My lungs burned with the remnants of fever and pain that stuck to me like a cold sweat. My body felt as if it had run a marathon before being run over by a truck.

Then again, I had no idea just how far I had run up until this point. There was a lot of running. Then, walking. Then, the ride I got with a man in a rusted delivery truck who told me it wasn’t safe for me to be taking rides from strangers.

He made me promise I wouldn’t do it again. I promised.

I suppose I could count that promise as the first of many lies I was about to tell.

It didn’t matter. It was what I had to do to keep safe, and sitting in a strange trucker’s cab was a safer option than where I’d been before I ended up there.

I wouldn’t stop doing what I had to do now. I couldn’t stop until I was far enough away from where I came from- from where I was nearly positive people would be looking for me by now. I needed to keep going until I was safe.

Even if it took the rest of my life.

When I got to the nearest town, I managed to find the place I was looking for. People glanced sideways at me as I passed.

I guess I would too.

Finally, I saw the sign my brother had promised I would find eventually. In big, bold letters.

Omega Haven.

I pushed through the glass doors of the government-funded building. Everything inside was white and sterile. Lights were bright on me. Hot. Painful. Each stream of light from the fluorescent bulbs may as well have been a needle, piercing into my skin.

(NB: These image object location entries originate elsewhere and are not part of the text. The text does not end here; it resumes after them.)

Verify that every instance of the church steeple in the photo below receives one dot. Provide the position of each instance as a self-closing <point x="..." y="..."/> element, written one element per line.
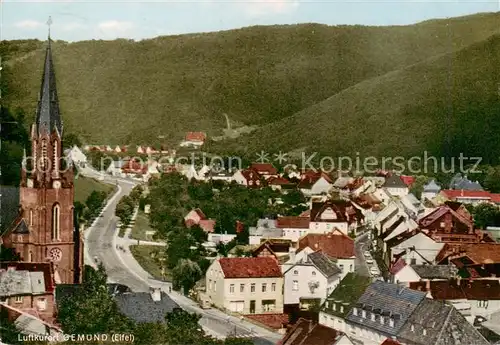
<point x="48" y="117"/>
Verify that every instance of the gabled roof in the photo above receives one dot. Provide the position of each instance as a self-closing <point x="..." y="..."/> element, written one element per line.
<point x="394" y="181"/>
<point x="48" y="118"/>
<point x="264" y="168"/>
<point x="305" y="332"/>
<point x="255" y="267"/>
<point x="346" y="293"/>
<point x="443" y="325"/>
<point x="324" y="264"/>
<point x="140" y="306"/>
<point x="334" y="244"/>
<point x="384" y="300"/>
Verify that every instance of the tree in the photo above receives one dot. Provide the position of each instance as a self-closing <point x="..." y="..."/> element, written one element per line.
<point x="485" y="215"/>
<point x="92" y="310"/>
<point x="185" y="275"/>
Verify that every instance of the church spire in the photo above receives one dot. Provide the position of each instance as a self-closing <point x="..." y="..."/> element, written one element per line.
<point x="48" y="118"/>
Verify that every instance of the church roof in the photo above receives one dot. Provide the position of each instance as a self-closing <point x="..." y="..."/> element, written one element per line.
<point x="47" y="115"/>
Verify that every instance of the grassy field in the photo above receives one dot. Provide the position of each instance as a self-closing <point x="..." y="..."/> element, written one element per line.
<point x="140" y="227"/>
<point x="336" y="88"/>
<point x="84" y="186"/>
<point x="143" y="256"/>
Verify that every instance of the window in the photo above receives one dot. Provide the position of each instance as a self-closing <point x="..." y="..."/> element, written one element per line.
<point x="56" y="218"/>
<point x="42" y="304"/>
<point x="268" y="305"/>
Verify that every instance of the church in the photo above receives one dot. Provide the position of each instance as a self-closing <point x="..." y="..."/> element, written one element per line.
<point x="45" y="229"/>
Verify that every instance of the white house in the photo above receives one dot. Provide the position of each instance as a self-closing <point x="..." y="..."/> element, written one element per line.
<point x="246" y="285"/>
<point x="311" y="278"/>
<point x="395" y="186"/>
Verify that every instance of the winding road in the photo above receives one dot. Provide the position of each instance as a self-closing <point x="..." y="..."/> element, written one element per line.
<point x="100" y="242"/>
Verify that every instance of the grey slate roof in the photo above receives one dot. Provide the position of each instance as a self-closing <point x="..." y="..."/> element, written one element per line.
<point x="432" y="186"/>
<point x="14" y="282"/>
<point x="443" y="325"/>
<point x="459" y="182"/>
<point x="10" y="206"/>
<point x="435" y="271"/>
<point x="394" y="181"/>
<point x="140" y="307"/>
<point x="47" y="115"/>
<point x="326" y="266"/>
<point x="21" y="228"/>
<point x="386" y="300"/>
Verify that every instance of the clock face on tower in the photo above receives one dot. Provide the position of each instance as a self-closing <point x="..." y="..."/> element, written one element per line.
<point x="55" y="254"/>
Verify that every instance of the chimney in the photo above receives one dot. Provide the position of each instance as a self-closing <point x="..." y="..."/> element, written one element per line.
<point x="156" y="294"/>
<point x="291" y="254"/>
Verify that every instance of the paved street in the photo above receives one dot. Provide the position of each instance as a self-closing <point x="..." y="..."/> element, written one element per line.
<point x="101" y="240"/>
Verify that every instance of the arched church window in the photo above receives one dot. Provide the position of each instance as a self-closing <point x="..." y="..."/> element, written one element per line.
<point x="56" y="219"/>
<point x="44" y="154"/>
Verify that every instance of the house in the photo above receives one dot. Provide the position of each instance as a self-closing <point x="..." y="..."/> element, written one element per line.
<point x="197" y="217"/>
<point x="305" y="332"/>
<point x="395" y="186"/>
<point x="265" y="170"/>
<point x="194" y="139"/>
<point x="336" y="245"/>
<point x="145" y="307"/>
<point x="472" y="197"/>
<point x="339" y="214"/>
<point x="473" y="298"/>
<point x="77" y="156"/>
<point x="418" y="249"/>
<point x="293" y="227"/>
<point x="280" y="183"/>
<point x="460" y="182"/>
<point x="430" y="190"/>
<point x="310" y="279"/>
<point x="29" y="287"/>
<point x="278" y="249"/>
<point x="406" y="274"/>
<point x="315" y="183"/>
<point x="246" y="285"/>
<point x="249" y="178"/>
<point x="265" y="229"/>
<point x="115" y="168"/>
<point x="341" y="300"/>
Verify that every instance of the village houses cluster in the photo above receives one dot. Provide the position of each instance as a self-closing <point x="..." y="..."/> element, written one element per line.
<point x="367" y="263"/>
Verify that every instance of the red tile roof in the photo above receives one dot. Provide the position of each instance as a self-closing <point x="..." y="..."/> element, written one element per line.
<point x="264" y="168"/>
<point x="276" y="321"/>
<point x="408" y="180"/>
<point x="455" y="193"/>
<point x="334" y="244"/>
<point x="196" y="136"/>
<point x="293" y="222"/>
<point x="255" y="267"/>
<point x="305" y="332"/>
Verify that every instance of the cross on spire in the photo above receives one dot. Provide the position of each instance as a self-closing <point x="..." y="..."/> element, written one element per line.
<point x="49" y="23"/>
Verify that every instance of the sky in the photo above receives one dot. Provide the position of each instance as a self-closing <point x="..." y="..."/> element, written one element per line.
<point x="84" y="20"/>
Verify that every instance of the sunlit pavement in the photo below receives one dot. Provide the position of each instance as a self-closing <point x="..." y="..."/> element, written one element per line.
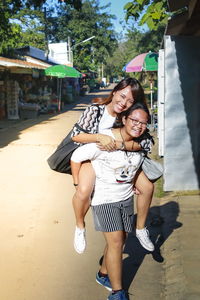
<point x="37" y="258"/>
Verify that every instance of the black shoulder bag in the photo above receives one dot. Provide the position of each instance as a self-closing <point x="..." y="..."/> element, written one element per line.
<point x="59" y="161"/>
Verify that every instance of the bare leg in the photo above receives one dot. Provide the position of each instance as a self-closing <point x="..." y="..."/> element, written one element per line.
<point x="146" y="188"/>
<point x="81" y="199"/>
<point x="112" y="262"/>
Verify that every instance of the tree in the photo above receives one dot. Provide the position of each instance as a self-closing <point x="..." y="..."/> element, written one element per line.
<point x="17" y="14"/>
<point x="91" y="20"/>
<point x="153" y="13"/>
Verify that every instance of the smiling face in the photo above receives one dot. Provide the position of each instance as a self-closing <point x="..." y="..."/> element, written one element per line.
<point x="122" y="100"/>
<point x="135" y="124"/>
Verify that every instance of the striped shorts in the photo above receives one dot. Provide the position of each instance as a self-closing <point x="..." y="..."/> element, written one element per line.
<point x="115" y="216"/>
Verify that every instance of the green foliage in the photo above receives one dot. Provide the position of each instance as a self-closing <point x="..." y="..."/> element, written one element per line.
<point x="22" y="22"/>
<point x="152" y="13"/>
<point x="91" y="20"/>
<point x="136" y="42"/>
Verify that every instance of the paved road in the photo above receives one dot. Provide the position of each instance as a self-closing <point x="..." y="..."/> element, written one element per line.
<point x="37" y="260"/>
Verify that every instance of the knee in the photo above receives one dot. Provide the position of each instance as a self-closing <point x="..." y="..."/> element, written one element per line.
<point x="83" y="192"/>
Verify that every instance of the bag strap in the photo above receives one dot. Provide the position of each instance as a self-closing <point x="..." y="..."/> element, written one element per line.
<point x="80" y="128"/>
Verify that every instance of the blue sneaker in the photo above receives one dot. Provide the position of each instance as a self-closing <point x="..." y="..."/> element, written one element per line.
<point x="105" y="281"/>
<point x="118" y="296"/>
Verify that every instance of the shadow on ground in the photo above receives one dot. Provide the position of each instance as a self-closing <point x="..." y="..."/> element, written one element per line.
<point x="10" y="129"/>
<point x="161" y="223"/>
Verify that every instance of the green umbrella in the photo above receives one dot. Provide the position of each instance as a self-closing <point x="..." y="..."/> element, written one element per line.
<point x="62" y="71"/>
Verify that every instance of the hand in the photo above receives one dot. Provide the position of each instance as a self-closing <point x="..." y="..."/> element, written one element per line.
<point x="106" y="142"/>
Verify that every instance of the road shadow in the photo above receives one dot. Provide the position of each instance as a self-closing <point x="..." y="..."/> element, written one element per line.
<point x="10" y="129"/>
<point x="161" y="222"/>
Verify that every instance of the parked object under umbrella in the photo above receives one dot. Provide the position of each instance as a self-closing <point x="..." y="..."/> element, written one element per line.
<point x="145" y="62"/>
<point x="61" y="71"/>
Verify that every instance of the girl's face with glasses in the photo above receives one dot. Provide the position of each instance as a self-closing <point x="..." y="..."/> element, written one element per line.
<point x="136" y="123"/>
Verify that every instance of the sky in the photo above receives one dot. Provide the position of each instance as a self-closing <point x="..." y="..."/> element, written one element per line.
<point x="117" y="10"/>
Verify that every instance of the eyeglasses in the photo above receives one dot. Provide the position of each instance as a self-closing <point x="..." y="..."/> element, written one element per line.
<point x="136" y="122"/>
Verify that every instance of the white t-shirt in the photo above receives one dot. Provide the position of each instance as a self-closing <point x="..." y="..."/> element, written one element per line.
<point x="114" y="171"/>
<point x="106" y="121"/>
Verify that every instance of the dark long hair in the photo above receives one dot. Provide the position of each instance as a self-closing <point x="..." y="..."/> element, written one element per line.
<point x="136" y="88"/>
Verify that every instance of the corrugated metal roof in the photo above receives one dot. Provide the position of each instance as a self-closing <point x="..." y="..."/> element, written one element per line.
<point x="186" y="22"/>
<point x="9" y="63"/>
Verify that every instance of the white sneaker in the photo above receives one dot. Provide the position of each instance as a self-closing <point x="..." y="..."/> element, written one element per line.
<point x="79" y="240"/>
<point x="143" y="237"/>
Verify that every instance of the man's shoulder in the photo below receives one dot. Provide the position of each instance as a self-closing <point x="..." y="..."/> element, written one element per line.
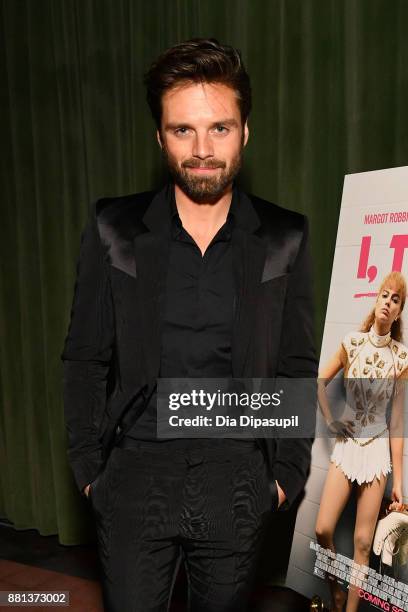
<point x="276" y="218"/>
<point x="132" y="205"/>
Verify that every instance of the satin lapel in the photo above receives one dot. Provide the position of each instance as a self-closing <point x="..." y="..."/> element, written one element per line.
<point x="151" y="252"/>
<point x="248" y="261"/>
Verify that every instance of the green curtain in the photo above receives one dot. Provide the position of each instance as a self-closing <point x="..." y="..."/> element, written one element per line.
<point x="329" y="91"/>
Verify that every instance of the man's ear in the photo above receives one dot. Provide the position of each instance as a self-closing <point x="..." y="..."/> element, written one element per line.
<point x="159" y="139"/>
<point x="246" y="132"/>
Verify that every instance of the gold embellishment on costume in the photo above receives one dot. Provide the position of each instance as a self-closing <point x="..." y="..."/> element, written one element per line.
<point x="365" y="416"/>
<point x="370" y="439"/>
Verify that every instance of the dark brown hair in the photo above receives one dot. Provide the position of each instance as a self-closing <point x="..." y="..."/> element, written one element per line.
<point x="196" y="61"/>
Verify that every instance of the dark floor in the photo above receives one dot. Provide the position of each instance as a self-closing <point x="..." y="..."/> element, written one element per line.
<point x="30" y="561"/>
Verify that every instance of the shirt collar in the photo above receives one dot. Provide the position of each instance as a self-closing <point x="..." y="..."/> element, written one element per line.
<point x="159" y="214"/>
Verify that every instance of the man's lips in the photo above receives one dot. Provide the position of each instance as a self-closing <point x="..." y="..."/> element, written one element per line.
<point x="202" y="169"/>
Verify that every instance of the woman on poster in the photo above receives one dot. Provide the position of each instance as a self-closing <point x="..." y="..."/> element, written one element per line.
<point x="374" y="361"/>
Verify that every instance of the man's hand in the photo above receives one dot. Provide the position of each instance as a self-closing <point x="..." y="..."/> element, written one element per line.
<point x="281" y="494"/>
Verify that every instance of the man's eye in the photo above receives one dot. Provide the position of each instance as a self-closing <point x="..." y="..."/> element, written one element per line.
<point x="181" y="131"/>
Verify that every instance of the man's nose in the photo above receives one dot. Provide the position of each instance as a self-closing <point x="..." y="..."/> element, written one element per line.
<point x="203" y="146"/>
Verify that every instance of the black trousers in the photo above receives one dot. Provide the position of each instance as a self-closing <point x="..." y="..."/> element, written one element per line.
<point x="201" y="502"/>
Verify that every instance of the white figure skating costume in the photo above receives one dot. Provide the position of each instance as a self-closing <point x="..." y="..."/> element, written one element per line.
<point x="372" y="365"/>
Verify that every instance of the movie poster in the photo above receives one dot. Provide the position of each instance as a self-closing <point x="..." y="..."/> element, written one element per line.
<point x="372" y="241"/>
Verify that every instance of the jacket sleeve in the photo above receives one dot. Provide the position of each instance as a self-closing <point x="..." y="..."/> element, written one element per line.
<point x="297" y="359"/>
<point x="87" y="356"/>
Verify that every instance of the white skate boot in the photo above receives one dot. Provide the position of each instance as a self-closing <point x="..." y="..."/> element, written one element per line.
<point x="388" y="531"/>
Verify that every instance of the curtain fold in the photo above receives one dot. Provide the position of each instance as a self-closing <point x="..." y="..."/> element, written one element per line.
<point x="330" y="92"/>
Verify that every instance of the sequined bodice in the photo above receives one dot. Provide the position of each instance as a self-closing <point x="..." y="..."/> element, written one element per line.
<point x="373" y="364"/>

I nearly turned on my heels and headed right back out to the street to get away from it, my instincts screaming at me not to stay there for another single moment.

Instead, I crossed my arms.

I squinted against the bright lights as I tried to cover myself that suddenly felt all too bare from my short jean shorts that had been lying on the concrete floor the past few days to my arms without any sort of jacket to cover up with. I hadn’t had time to stop or look for one.

I couldn’t take that risk.

My brother wouldn’t have wanted me to.

The reminder of him pricked a fresh new wave of tears at the corners of my eyes, but I would not cry. I promised myself I wouldn’t.

I promised him.

That promise wasn’t a lie like the last one I made either.

The receptionist was up out of her chair before the door fully shut behind me. “Are you alright?”

“Please,” I whispered, unable to say anything else. They ushered me inside. “I need help.”

The next hour went by within a blink. I was led away from the front and into a room, the woman’s kind voice keeping me calm as she asked her questions, jotting down notes on a clipboard.

“What is your name, sweetheart?”

“Elena,” I said. My throat was dry, and my voice crackled. I didn’t want to speak anymore, but I needed to be safe. They were going to help me here. Just like Peter said. “Elena Spangler.”

“All right then, Elena. Sit down right here. Let me go find our doctor on call. We are going to get you all cleaned up. Can you tell me anything else? Where is your family?”

I shook my head.

Nothing.My brother, Peter, schooled me on this. I could still hear his stern voice in my head as he tore me away from where I was.Tell them nothing.